Evidence based policy, with a side of methodological caution

1 May 2013

About a month ago Michael Bassey of the LSE British Politics and Policy blog wrote about the UK Cabinet Office’s announcement that they were implementing a new initiative that would build on existing evidence-based policy making to guide decision making on  £200 billion of public spending. They would be working with a network of centres in order to give access to  comprehensive evidence to national government and local public services.

Academics and scholars should be happy that a government is actively trying to include evidence in its policymaking process, especially when taking into account that there have been strong efforts to achieve this very situation:

The Campaign for Social Science of the Academy for the Social Sciences has for the past two years been trying to ‘inform and influence public policy’ with an impressive series of booklets (7 so far) entitled Making the Case for the Social Sciences.

Nevertheless, all of this excitement comes with a side of methodological caution. Bassey makes reference to a paper he wrote in 2001 for the Oxford Review of Education, titled “A Solution to the Problem of Generalisation in Educational Research: fuzzy prediction”. In this paper, he concluded that social science research, because it is social, embraces a multitude of variables, which makes it impossible to generalise. What is possible is to invoke the principle of “fuzziness” and thus develop the idea of fuzzy generalisation: the social scientist can then say “x in y circumstances may result in z”.

When working with policy makers, researchers have to tell them what may work instead of what will work, due to this fuzzy generalisation. Bassey calls this way of informing “best-estimate-of-trustiworthiness”, or BET:

Making such a BET takes the researcher beyond the empirical evidence of a research project and into the realm of tacit and professional knowledge. It requires the courage to ‘put one’s head above the parapet’. But it should be of value to the politician and help ensure that new policies are less likely to trample on the minorities for whom “z” does not apply.

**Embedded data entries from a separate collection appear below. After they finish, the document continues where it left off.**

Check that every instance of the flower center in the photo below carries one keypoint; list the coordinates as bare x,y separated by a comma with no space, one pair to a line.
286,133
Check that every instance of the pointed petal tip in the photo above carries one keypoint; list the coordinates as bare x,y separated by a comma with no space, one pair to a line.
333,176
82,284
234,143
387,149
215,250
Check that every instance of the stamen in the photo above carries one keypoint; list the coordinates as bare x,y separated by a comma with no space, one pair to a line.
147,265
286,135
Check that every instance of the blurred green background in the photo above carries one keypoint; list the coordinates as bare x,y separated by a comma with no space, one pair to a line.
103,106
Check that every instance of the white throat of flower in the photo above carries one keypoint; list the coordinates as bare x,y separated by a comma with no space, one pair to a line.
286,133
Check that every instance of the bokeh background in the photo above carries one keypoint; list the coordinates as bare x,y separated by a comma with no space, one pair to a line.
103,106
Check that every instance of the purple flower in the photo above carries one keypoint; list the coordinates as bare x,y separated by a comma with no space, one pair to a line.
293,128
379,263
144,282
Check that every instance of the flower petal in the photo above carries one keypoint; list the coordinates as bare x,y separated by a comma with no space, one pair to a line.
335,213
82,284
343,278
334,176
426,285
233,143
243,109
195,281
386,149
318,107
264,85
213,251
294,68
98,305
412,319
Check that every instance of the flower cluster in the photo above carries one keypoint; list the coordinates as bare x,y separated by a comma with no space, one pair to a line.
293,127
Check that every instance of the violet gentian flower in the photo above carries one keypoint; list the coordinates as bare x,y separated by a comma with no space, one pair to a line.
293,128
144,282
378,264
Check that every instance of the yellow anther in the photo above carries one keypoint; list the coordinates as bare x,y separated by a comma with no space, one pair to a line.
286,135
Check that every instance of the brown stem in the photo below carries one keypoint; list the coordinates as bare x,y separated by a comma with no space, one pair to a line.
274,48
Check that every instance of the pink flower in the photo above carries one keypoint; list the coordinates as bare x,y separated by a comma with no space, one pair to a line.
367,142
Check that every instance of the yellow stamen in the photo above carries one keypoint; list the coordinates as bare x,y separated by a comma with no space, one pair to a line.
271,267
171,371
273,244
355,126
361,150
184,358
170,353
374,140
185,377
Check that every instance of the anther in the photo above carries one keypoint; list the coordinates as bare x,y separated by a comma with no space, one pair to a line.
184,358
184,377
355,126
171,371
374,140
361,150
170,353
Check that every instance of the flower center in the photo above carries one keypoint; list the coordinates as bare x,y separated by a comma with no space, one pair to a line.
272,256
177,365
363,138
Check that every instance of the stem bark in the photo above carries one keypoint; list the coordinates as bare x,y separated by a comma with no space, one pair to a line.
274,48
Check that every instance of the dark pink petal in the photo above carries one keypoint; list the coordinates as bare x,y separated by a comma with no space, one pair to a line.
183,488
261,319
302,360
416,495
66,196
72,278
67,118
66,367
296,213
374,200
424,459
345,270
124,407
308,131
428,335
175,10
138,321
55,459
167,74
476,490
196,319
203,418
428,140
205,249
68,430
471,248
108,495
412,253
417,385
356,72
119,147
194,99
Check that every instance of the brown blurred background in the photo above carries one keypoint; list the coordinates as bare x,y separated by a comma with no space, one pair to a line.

Social policy, after all, is never a “one size fits all” method, which makes the BET a wise choice. Others take it further: Andrew Pollard, assistant director at the Institute of Education, University of London, believes that policy should not be evidence-based but evidence-informed. He also gives a final note of caution: while fuzziness might apply to a research conclusion, it can never apply to the research methodology. This should always be made very clear to policy makers.

Bassey’s view on evidence based policy can be an interesting addition to what has been already criticised about the process of research uptake. For instance, Andries du Toit’s paper on the politics of research looks critically at the assumptions made by researchers on the link between research and policy, and suggests that evidence is not always as well received as researchers like to think. More importantly, researchers’ zeal in having evidence used in policy making can be potentially harmful – the idea that policy should be about what “works” and leave everything else aside can lead to the elimination of political debate. The concept of fuzziness and BET can be used here to prevent the latter.

Additionally, ideas are not always easy to convey: presenting evidence to your audience, whether it be politicians, policymakers or a broader audience, might not always have the impact expected by researchers. How one approaches and uses evidence can be influenced by quite unscientific factors, as Emma Broadbendt’s paper on the political economic of research uptake in Africa points out: objectives, expectations, understandings, motivations and commitment regarding evidence also come into play.